RL: So what is a power chair?
Hal: A powered wheelchair is a Class 2 or Class 3 vehicle but is distinguished from a scooter in that it is generally operated by a joystick where the user may have use of only one arm; it often has a small wheelbase and is more useful indoors, although it can be used out of doors.

RL: Ah, so there is another deciding criteria.
Hal: Yes, if someone comes in who wants to go out shopping, wants to get out in the fresh air and who is able enough to be able to use a scooter, we would recommend a scooter. But if someone is, say, a stroke victim, or someone has severe impairment and couldn’t steer a scooter or didn’t have the strength to steer a scooter, then you would point them towards a power chair, because they can operate the power chair, literally with one finger.

RL: This can become very clever technology then.
Hal: Oh, yes. The high end power chairs which are prescriptive can be operated even without a finger; there are all sorts of mechanisms for operating them, with your chin for example. We do prescriptive chairs and two of us are qualified in prescribing.

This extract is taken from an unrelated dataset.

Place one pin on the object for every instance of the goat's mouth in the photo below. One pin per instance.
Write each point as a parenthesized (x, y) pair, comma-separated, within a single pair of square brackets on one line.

Generally, someone who has difficulty in walking – which is usually why someone will have one of our vehicles – will usually have a scooter for getting out and about. If you only want it for getting around, say sheltered accommodation, then you may go just for a power-chair or a very small scooter.   

RL: So from what you are saying, people can really get out and about with a scooter?
Hal: Oh yes. We have someone just round the corner who recently went to Barleylands and back. He goes up to the Chelsea Flower Show and Hampton Court so, yes, he does get around! Power-chairs have a slight advantage in that legally people have to accommodate them and some trains seem to sometimes be a bit funny about letting scooters on but with power-chairs they have to. You get on with a ramp which you pre-book the day before, for either end.

RL: You refer to someone round the corner. Do you have people who come back to you again and again?
Hal: Oh yes. Of course we encourage regular maintenance of vehicles, once a year for service and safety check and check batteries and so on, but many of our users just drop in regularly for a cup of tea and chat. We do get very close to many of them and always welcome them here, for whatever reason they come.  We feel it is important to be here for them, so provide an ongoing service and relationship between customers and ourselves. We want to do everything we can to look after them in whatever way we can. It’s not just a place to come and buy a vehicle. We love to see them coming back and dropping in again and again. That’s what it’s all about.

RL: Well thank you very much indeed. That has been very helpful and it sounds like you have something here that is much more than a mere shop. Thank you again.